Principle:Apache Spark Test Orchestration
| Field | Value |
|---|---|
| Sources | https://github.com/apache/spark |
| Domains | Testing, CI_CD |
| Last Updated | 2026-02-08 14:00 GMT |
Overview
A CI/CD orchestration strategy that determines which test modules to execute based on changed files and module dependency graphs, enabling efficient selective testing of large-scale projects.
Description
In large monorepo projects, running the entire test suite for every change is prohibitively expensive. Test orchestration solves this by mapping changed files to affected modules using a dependency graph, then topologically sorting those modules to determine the minimal set of tests needed.
Apache Spark's test orchestrator uses a Module class that defines source file patterns, dependencies between modules, and associated test commands. When files change, the system traces which modules contain those files, then expands the set to include all transitive dependents.
The orchestration process follows these steps:
- Detect changed files via
git diff - Map each changed file to its owning module using glob patterns
- Expand the affected set by walking the dependency graph to find all transitive dependents
- Topologically sort the expanded module set to respect build ordering
- Execute test commands for each module in the sorted order
This approach ensures that only the tests relevant to a given change are executed, dramatically reducing CI time for incremental changes while still guaranteeing correctness through transitive dependency tracking.
Usage
Use this principle when designing CI/CD pipelines for large multi-module projects where full test suite execution is too slow. It is particularly effective when the project has a well-defined module dependency graph and clear file-to-module mapping.

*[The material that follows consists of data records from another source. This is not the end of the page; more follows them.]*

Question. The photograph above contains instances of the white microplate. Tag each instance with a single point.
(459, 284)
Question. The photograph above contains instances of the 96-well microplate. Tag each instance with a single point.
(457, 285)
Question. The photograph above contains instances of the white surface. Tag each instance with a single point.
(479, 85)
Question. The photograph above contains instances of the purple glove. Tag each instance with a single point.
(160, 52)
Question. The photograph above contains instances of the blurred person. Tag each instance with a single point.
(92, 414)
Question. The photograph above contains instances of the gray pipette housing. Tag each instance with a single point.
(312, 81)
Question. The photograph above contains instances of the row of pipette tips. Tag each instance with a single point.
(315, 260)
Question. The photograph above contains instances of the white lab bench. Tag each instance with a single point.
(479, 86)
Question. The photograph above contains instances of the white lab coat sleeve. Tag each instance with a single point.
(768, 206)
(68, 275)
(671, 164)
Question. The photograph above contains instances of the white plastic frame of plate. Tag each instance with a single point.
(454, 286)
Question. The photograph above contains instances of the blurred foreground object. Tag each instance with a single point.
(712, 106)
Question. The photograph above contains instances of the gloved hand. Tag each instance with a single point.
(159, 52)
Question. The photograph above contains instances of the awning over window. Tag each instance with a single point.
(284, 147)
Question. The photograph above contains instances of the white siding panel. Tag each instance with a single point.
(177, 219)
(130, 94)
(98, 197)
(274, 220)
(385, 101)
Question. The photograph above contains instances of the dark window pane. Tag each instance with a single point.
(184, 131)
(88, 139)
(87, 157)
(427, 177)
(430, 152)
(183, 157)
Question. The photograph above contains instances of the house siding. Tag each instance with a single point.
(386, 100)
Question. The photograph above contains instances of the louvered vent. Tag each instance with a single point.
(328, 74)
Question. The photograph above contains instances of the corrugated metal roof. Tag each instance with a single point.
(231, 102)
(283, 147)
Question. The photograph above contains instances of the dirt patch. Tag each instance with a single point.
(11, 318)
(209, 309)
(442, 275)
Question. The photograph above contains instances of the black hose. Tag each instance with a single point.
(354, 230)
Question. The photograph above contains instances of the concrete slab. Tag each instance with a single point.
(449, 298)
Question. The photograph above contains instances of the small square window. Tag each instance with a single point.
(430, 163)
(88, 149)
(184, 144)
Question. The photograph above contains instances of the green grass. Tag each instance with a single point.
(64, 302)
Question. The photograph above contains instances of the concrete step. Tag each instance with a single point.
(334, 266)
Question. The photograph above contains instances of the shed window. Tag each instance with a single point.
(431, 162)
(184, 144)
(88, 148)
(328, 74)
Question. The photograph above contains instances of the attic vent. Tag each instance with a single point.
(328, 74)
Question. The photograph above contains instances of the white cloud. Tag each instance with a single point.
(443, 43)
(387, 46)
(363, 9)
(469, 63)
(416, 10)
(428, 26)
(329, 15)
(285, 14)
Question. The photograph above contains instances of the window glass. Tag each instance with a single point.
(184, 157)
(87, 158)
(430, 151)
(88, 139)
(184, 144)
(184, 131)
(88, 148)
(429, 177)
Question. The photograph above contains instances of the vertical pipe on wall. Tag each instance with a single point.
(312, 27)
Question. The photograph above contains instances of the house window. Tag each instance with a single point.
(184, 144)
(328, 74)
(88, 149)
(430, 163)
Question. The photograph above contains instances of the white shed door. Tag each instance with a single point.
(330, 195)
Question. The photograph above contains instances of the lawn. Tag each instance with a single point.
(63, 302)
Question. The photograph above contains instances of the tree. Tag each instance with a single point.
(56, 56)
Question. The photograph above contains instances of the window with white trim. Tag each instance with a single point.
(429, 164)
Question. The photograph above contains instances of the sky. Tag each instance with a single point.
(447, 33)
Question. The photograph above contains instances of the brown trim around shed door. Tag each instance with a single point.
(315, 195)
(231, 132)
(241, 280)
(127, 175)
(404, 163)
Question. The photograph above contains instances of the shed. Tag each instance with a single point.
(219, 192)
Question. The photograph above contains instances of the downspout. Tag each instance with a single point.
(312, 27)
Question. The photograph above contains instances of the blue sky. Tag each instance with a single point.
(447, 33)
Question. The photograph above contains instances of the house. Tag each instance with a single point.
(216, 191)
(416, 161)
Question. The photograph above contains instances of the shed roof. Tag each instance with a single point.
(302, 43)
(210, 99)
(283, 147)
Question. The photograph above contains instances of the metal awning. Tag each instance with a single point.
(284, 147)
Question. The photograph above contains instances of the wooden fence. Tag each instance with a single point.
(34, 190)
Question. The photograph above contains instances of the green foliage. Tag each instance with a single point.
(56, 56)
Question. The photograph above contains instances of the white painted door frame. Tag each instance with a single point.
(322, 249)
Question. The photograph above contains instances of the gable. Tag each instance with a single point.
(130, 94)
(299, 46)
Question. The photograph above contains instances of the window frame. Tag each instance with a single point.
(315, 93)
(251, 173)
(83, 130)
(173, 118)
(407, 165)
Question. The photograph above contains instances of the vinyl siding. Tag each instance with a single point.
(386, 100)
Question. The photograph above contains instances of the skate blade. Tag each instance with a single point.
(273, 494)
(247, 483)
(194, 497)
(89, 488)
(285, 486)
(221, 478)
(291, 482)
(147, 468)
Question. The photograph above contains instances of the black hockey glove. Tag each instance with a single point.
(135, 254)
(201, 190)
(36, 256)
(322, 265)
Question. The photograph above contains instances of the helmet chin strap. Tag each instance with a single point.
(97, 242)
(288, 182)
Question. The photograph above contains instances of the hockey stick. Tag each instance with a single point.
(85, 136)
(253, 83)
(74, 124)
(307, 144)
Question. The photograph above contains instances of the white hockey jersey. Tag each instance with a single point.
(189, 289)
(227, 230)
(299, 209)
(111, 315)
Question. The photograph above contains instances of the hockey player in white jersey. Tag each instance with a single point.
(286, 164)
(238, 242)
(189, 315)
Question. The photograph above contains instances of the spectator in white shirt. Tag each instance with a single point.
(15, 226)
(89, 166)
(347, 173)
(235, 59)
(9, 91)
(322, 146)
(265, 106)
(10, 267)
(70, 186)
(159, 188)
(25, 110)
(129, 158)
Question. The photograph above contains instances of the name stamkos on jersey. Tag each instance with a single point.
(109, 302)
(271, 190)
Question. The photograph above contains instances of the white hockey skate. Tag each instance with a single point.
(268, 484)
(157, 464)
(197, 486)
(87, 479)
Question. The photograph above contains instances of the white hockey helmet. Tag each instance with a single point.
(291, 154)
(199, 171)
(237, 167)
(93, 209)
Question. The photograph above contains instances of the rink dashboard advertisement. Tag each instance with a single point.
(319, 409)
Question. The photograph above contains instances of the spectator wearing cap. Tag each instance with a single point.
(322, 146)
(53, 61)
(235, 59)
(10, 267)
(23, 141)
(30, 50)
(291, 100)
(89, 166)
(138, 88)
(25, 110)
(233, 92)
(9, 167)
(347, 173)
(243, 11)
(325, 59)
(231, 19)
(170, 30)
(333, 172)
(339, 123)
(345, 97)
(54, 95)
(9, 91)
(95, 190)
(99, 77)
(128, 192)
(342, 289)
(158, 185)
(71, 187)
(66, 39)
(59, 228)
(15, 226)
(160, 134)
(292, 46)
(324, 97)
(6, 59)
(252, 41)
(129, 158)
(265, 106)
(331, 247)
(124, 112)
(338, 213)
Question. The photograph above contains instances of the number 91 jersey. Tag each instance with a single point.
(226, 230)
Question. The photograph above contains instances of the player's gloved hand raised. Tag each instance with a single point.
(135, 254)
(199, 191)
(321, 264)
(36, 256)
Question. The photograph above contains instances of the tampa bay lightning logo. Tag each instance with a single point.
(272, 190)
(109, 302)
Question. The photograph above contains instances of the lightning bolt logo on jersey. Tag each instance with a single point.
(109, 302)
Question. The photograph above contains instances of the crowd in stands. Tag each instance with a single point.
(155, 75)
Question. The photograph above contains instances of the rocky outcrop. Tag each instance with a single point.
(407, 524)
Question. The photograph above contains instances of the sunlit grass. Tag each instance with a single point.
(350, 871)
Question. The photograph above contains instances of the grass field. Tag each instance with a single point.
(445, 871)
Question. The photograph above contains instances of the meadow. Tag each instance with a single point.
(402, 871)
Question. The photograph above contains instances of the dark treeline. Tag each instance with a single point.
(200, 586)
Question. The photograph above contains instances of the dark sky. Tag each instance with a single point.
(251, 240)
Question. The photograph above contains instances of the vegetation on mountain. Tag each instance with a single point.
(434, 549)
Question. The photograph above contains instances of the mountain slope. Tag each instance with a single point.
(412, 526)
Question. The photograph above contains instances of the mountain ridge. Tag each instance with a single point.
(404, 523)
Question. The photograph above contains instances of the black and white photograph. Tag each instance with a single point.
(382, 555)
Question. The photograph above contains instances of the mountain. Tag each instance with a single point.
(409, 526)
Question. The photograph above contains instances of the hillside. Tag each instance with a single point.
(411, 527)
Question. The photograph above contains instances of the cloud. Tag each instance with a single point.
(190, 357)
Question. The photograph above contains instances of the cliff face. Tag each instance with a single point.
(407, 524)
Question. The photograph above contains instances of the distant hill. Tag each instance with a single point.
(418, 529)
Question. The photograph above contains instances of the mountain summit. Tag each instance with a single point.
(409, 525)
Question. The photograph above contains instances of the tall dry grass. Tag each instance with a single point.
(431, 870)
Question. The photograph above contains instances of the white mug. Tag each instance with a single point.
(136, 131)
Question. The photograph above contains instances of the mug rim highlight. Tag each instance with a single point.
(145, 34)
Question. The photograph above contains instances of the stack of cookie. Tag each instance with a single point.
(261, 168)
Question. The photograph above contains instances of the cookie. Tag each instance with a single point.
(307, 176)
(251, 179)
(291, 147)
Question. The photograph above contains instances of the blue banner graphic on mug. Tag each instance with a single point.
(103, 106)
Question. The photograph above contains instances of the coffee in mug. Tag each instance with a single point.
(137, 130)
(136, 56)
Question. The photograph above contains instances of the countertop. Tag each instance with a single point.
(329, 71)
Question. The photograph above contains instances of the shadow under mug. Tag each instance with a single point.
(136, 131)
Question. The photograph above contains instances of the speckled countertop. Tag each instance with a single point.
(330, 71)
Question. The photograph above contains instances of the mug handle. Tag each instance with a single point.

Conditions where this principle applies:
- The project is a monorepo with multiple interdependent modules
- Full test suite execution takes longer than the acceptable feedback loop
- Modules have well-defined source file boundaries
- A dependency graph between modules can be statically determined
Theoretical Basis
The core algorithm is a file-to-module mapping followed by transitive dependency expansion using topological sort. The process can be expressed in pseudocode:
changed_files = git_diff()
affected_modules = map_files_to_modules(changed_files)
expanded = transitive_closure(affected_modules, dependency_graph)
ordered = topological_sort(expanded)
run_tests(ordered)
The transitive closure step is critical: if module A depends on module B, and module B is affected by a change, then module A must also be tested because its behavior may have changed. The topological sort ensures that modules are tested in dependency order, so failures in foundational modules are detected before dependent modules are tested.
This is effectively a graph reachability problem on a directed acyclic graph (DAG), where the dependency edges point from dependent to dependency. The transitive closure walks these edges in reverse (from dependency to dependent) to find all affected modules.